An Evolutionary Loss of Parental Care in Stickleback Is Associated with Differences in the Activity, but Not the Number, of Neuropeptidergic Neurons in the Preoptic Area Available to Purchase

Introduction: A central question about the evolution of social behavior is how extensive diversity can arise when behaviors depend on shared neural, molecular, and hormonal mechanisms. Comparing close relatives can offer insights into which components of shared mechanisms are most evolvable. Methods: We discriminate between two nonexclusive hypotheses by which conserved neural mechanisms might evolve to generate differences in social behavior: changes in the number or activity of neurons. We test these hypotheses in two recently diverged ecotypes of threespine stickleback (Gasterosteus aculeatus); the common ecotype provides parental care, while the white ecotype does not. We used double-label fluorescent immunohistochemistry with pS6, a marker of transcriptionally active neurons, to quantify the number and activity of two preoptic neuropeptidergic cell types that affect parental care across vertebrates: galanin (Gal) and oxytocin (OXT). Results: Ecotypes did not differ in the overall activity of the preoptic area or the number of Gal and OXT neurons but did differ in the activity of Gal and OXT neurons. The activity of these neurons changed across reproductive stages in the common but not the white ecotype. Activity peaked after mating in commons when males began to care for their offspring, suggesting that changes in the activity of these specific preoptic neurons are required to transition from courtship to parenting. Conclusion: Overall, our study suggests that rapid behavioral evolution occurred via changes in the activity but not the number of specific preoptic neuropeptidergic neurons.
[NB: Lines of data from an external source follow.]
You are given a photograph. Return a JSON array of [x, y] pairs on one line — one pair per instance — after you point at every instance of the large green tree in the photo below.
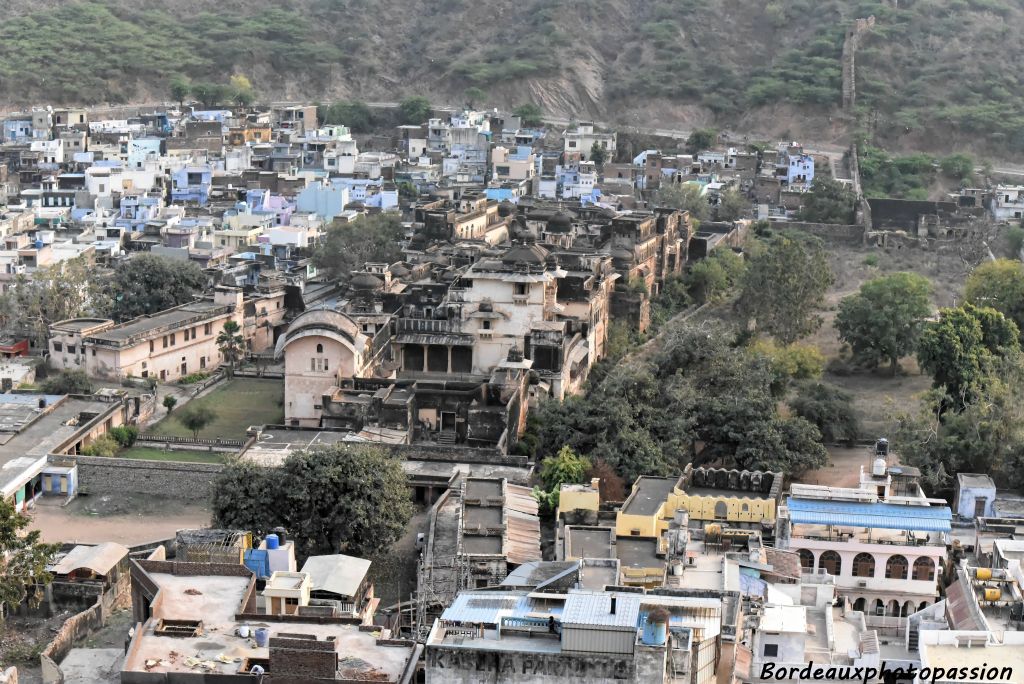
[[999, 285], [416, 110], [784, 286], [686, 197], [828, 202], [349, 499], [146, 284], [23, 560], [33, 303], [883, 321], [962, 347], [348, 246]]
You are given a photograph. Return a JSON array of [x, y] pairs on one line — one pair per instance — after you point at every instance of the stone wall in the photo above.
[[77, 627], [186, 481]]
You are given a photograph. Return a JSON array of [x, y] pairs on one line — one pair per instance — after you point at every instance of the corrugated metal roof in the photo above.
[[594, 608], [885, 516], [336, 573]]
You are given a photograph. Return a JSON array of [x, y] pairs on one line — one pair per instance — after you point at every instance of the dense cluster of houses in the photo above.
[[522, 248]]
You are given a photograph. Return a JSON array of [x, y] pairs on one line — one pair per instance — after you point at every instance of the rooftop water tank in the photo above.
[[655, 629]]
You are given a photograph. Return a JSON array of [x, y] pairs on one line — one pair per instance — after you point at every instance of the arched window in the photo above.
[[830, 563], [924, 568], [863, 565], [896, 567], [806, 560]]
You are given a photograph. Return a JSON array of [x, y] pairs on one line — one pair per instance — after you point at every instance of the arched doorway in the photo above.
[[863, 565], [830, 562], [896, 567], [806, 560]]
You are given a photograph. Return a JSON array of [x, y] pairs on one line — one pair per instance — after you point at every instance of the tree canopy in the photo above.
[[828, 202], [883, 321], [348, 246], [417, 110], [350, 499], [998, 285], [962, 347], [146, 284], [23, 559], [784, 286]]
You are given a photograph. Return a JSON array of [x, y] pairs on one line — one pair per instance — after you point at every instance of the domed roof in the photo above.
[[560, 222], [366, 282], [532, 254]]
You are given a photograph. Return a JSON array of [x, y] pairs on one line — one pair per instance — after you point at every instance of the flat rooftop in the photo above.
[[214, 600], [648, 495], [637, 552], [33, 434]]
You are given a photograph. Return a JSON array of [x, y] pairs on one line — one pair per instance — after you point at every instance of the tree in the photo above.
[[415, 110], [998, 285], [348, 246], [230, 343], [827, 202], [23, 560], [195, 418], [715, 275], [242, 91], [180, 89], [33, 303], [146, 284], [961, 349], [783, 286], [350, 499], [687, 197], [564, 468], [529, 114], [732, 206], [828, 409], [474, 96], [353, 114], [883, 321], [68, 382], [701, 139]]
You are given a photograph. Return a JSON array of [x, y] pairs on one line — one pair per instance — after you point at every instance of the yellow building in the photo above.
[[708, 495]]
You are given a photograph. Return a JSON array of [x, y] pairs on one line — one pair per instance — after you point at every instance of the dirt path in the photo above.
[[59, 524]]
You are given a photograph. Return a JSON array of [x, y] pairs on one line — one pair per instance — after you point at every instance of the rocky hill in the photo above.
[[929, 73]]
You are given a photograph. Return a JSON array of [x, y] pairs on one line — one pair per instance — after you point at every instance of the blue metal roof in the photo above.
[[886, 516]]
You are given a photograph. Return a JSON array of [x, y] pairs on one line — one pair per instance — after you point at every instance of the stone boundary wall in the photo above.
[[187, 481], [847, 234]]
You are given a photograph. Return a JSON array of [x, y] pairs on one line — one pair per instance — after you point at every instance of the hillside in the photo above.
[[931, 72]]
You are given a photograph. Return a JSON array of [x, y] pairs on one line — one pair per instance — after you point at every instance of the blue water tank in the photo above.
[[654, 632]]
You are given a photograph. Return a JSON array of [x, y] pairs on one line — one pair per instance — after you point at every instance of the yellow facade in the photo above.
[[737, 509]]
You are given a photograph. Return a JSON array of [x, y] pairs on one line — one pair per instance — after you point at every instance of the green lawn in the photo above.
[[237, 403], [180, 456]]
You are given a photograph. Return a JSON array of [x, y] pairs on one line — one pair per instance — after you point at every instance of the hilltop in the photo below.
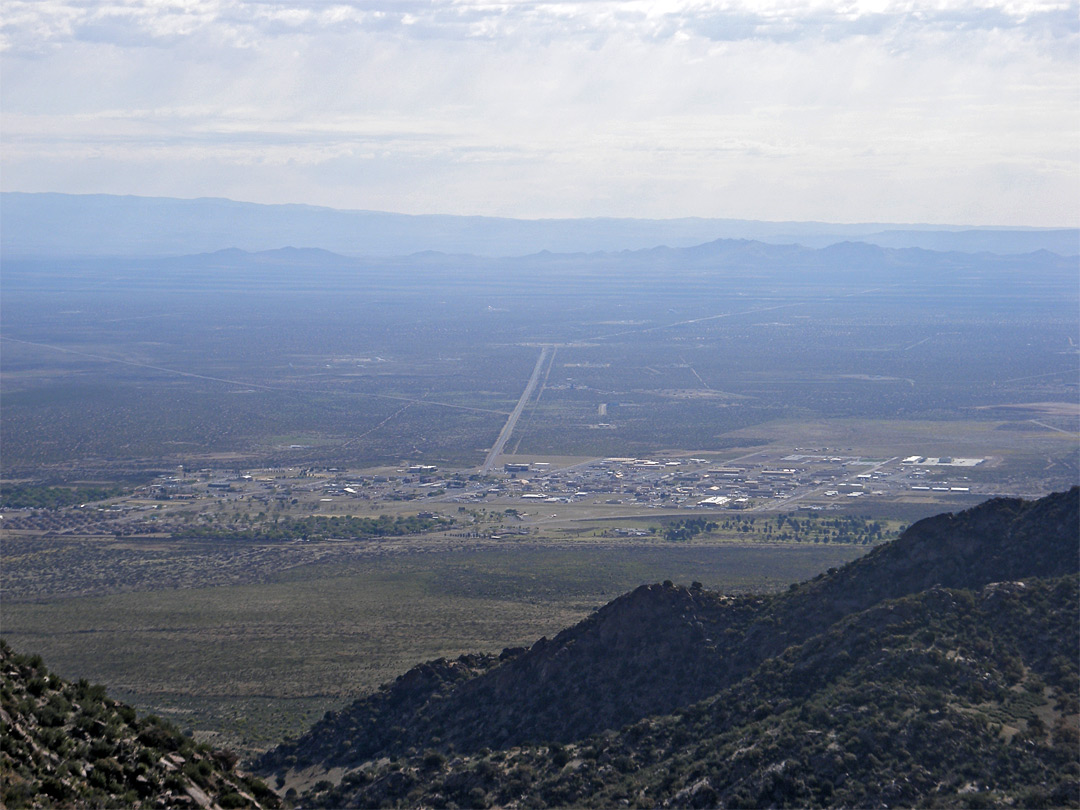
[[869, 674]]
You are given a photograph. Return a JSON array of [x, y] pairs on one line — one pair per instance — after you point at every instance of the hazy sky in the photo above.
[[943, 112]]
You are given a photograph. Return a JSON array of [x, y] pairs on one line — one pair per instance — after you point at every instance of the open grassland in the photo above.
[[253, 663]]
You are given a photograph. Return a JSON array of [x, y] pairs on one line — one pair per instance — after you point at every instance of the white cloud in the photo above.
[[950, 112]]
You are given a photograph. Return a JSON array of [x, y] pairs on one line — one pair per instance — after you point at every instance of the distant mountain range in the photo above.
[[940, 670], [53, 225]]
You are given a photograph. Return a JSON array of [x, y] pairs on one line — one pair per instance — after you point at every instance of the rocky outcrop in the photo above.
[[662, 647], [69, 745]]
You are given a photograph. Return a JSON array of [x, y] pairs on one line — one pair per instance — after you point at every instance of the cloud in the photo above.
[[774, 110]]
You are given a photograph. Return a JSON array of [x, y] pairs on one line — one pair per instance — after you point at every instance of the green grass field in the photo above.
[[250, 664]]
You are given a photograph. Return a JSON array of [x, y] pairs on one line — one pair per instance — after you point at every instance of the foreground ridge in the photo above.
[[69, 745], [940, 669]]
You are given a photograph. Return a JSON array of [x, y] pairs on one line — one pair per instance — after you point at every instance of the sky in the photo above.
[[945, 112]]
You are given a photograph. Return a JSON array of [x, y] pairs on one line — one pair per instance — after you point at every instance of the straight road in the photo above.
[[508, 429]]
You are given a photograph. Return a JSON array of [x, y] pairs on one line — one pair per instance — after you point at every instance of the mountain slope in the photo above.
[[946, 698], [68, 745], [661, 647]]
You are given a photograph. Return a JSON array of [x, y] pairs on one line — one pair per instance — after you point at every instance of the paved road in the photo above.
[[508, 429]]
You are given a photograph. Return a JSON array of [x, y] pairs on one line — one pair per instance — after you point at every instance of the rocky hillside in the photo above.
[[662, 650], [662, 647], [69, 745]]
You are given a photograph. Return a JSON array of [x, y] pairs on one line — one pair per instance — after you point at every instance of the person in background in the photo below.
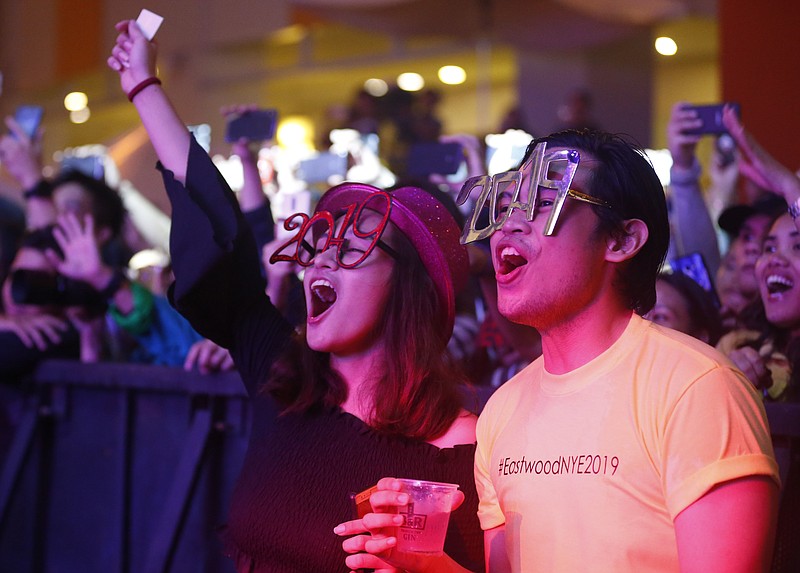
[[366, 388], [42, 319], [626, 446], [682, 304]]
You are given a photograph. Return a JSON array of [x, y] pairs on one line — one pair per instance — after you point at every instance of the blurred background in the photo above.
[[516, 60]]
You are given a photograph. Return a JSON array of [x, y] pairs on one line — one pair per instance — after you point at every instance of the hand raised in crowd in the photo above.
[[82, 259], [240, 148], [207, 356], [132, 55], [681, 144], [471, 148], [757, 164], [39, 331], [21, 155], [373, 543]]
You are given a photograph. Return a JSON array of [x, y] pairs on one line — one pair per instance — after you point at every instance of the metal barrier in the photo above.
[[122, 468], [128, 468]]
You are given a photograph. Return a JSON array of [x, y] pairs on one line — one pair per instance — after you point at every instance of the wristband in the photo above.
[[141, 85], [42, 190], [794, 209]]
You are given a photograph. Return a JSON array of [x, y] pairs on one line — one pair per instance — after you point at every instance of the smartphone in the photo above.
[[694, 267], [429, 158], [321, 168], [91, 165], [202, 135], [149, 23], [29, 117], [711, 115], [256, 125]]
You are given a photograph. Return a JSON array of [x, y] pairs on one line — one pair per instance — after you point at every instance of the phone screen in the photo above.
[[258, 125], [29, 117], [428, 158], [711, 116]]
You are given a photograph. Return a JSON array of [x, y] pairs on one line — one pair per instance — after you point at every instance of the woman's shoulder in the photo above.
[[461, 431]]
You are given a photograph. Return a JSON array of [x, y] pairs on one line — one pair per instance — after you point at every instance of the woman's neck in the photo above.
[[359, 372]]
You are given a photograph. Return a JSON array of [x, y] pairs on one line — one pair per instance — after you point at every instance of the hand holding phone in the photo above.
[[711, 116], [149, 23], [29, 118], [428, 158], [256, 125]]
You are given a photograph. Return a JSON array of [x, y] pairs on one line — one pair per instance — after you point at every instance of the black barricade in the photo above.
[[121, 468]]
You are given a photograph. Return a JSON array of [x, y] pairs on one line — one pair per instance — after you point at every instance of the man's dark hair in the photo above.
[[624, 177], [107, 207]]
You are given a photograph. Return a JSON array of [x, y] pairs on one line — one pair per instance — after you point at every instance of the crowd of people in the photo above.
[[640, 326]]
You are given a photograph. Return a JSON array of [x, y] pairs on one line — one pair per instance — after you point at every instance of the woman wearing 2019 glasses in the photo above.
[[365, 390]]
Animals demonstrate an amazing diversity of social behaviors like cooperation, aggression, and parenting. An outstanding question in animal behavior is how this extensive diversity can arise when behaviors often rely on shared brain regions and hormones. One way to address this question is by comparing closely related populations that differ in social behavior. In this study, we discriminate between two possible ways conserved mechanisms might evolve to generate differences in social behavior: changes in the number or activity of specific types of brain cells (neurons). To do this, we measured the number and activity of two types of neurons known to promote care behavior in many animals (galanin and oxytocin) in two closely related populations of threespine stickleback fish (Gasterosteus aculeatus) that do and do not provide parental care. We found that the two populations did not differ in the number of these neurons but did differ in the activity of these neurons. The activity of galanin and oxytocin neurons changed over time in the caring stickleback as they transitioned from nest building to mating to caring for offspring. The activity of these neurons did not change in the non-caring population, suggesting that dynamic activation may be necessary for care behavior. Overall, our experiments suggest that changes in the timing of activity of specific neurons in the brain may have driven the evolution of care and its loss in stickleback.